A Single Shard has much in common with The Golden Goblet. Though the settings are very different, the main character in each story struggles to overcome unfortunate circumstances in order to pursue an art form he truly loves. Between the two, A Single Shard seems more accessible for a broader, and perhaps also slightly younger audience. Though there is hardship and sadness in A Single Shard, there is not the violence and abuse that appears in The Golden Goblet, making it a less distressing story for elementary readers. A Single Shard is also partly a road story, which will appeal to young readers' (and especially boys') sense of adventure. (Though the "road" portion of the book could have been longer. It begins more than halfway through the story, which is a long time to wait if you're hoping for action.) 

The characters in A Single Shard, though few, are quite well-developed. The central friendship between Tree-ear and Crane-man provides an emotional core to the story that shapes the reader's feelings for Tree-ear and hope for his success. The slow reveal of information surrounding the tragedy that has struck Min's life is also very effective, and it enables the reader to feel Tree-ear's growing sense of affection for the potter and his wife.
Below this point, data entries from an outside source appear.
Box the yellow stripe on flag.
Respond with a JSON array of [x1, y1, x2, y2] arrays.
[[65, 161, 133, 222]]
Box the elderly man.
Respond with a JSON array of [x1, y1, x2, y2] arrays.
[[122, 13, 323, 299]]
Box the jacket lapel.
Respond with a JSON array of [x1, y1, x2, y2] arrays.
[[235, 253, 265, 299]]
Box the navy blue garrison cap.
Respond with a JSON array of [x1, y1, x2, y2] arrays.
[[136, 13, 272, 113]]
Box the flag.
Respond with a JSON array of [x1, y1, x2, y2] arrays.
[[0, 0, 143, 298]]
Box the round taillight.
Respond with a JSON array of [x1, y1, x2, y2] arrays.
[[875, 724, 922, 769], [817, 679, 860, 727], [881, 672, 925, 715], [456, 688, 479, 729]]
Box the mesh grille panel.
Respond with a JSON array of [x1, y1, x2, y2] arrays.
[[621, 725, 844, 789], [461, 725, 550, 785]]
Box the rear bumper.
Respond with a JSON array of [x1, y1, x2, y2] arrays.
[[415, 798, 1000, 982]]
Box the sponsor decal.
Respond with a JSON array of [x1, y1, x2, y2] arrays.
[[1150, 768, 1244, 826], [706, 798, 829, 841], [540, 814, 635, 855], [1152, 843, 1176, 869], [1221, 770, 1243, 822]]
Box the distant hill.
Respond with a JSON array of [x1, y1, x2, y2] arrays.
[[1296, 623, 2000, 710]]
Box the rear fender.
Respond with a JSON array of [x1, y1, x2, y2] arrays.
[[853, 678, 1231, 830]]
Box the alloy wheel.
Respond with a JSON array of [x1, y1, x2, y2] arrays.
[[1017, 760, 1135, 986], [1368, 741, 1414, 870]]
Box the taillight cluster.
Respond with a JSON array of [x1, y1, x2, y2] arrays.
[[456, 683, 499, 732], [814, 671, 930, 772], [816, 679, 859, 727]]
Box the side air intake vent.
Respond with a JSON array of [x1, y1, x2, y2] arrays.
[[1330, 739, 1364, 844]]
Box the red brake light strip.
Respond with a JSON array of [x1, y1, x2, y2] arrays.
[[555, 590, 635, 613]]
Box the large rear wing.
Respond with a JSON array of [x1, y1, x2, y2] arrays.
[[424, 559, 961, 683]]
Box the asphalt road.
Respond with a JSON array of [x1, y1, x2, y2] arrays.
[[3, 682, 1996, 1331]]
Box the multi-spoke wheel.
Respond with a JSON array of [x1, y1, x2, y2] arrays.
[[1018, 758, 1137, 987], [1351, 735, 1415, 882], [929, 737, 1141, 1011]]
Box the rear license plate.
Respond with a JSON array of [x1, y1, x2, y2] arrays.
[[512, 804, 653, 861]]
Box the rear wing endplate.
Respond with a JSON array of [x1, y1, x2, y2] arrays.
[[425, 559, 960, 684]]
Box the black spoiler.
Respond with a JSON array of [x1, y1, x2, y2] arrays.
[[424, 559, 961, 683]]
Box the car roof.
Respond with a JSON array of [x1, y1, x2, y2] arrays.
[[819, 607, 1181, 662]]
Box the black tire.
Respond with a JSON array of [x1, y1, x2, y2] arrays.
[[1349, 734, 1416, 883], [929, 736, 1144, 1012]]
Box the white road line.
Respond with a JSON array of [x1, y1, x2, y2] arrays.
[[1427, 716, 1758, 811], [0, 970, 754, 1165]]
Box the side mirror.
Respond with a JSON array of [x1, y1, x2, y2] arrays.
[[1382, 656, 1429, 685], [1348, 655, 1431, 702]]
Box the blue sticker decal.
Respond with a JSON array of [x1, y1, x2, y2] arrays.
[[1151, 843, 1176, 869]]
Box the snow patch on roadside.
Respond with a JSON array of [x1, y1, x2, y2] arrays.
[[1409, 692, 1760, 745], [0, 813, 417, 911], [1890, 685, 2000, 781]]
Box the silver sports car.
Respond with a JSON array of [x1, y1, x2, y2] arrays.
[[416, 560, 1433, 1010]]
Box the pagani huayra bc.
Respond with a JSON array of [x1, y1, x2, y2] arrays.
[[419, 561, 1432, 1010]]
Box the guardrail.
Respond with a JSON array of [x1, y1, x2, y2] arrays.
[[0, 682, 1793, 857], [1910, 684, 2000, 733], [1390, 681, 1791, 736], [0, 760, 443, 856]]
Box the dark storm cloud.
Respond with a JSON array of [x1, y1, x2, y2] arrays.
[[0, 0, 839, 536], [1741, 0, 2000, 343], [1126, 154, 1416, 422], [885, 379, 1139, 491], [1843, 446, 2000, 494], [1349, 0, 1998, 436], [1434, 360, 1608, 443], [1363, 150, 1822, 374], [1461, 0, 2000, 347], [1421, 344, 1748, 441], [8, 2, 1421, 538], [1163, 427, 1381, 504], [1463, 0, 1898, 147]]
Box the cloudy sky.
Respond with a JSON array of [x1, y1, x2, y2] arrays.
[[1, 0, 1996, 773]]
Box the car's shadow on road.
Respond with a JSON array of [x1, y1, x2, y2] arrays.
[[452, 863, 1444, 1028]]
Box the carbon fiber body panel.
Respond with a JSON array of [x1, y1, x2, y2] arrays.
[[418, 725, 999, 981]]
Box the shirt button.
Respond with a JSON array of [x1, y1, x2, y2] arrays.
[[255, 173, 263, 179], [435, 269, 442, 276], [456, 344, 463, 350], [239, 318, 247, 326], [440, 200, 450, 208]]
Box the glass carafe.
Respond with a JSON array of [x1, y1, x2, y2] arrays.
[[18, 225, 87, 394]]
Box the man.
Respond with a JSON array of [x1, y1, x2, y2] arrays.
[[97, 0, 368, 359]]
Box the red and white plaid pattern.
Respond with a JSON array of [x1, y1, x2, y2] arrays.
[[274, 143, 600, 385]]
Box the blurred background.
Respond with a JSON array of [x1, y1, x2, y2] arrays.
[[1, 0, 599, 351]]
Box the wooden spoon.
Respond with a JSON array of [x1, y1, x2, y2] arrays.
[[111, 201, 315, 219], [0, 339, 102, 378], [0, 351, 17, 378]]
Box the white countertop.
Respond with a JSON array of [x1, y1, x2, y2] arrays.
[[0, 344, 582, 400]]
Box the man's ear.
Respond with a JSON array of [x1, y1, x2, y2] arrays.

The kindness of the potter's wife, too, is notable, and she, of all the characters, makes an excellent role model for showing true charity to other human beings without asking for anything in return. 

Interestingly, this is yet another historical fiction novel in which a character has a disability, the third I have read recently where the affliction is a deformed limb, and the second where the injury is to the foot. In Thieves of Ostia, Lupus is mute because his tongue has been cut from his mouth. In The Last Girls of Pompeii, Julia's parents want to send her away because of a withered arm. In Shadow Spinner, Marjan has a crippled foot that limits her ability to marry or find work. While I wonder how prevalent these conditions actually were during the time periods represented by these books, I do think it is interesting that the authors chose to include them, and to portray the ways these characters were ostracized and stigmatized for being different. For elementary and middle school kids, these characters present opportunities to consider the injustices imposed by different societies and to think about how our current culture's treatment of the disabled is the same or different. 

Included as a preface in my copy of this book is Linda Sue Park's Newbery Medal acceptance speech. In it, she explains the inspiration for the book - a real piece of pottery from this time period which is decorated with cranes. For kids who feel that historical fiction is too far removed from real life, or who have a hard time connecting to books set in the distant past, having this connection to a real object might help them engage more with a story they would otherwise ignore. I also think that writing the backstory for a real object - historical or not - is a great exercise and a perfect writing assignment to accompany a literature study of this book. 

A Single Shard is a powerful, emotional, and exciting read about a time period and setting not often represented in children's fiction. It makes an excellent complement to a study on Korean history, especially thanks to the historical details given in the author's note, but it works just as well as a novel to read for enjoyment.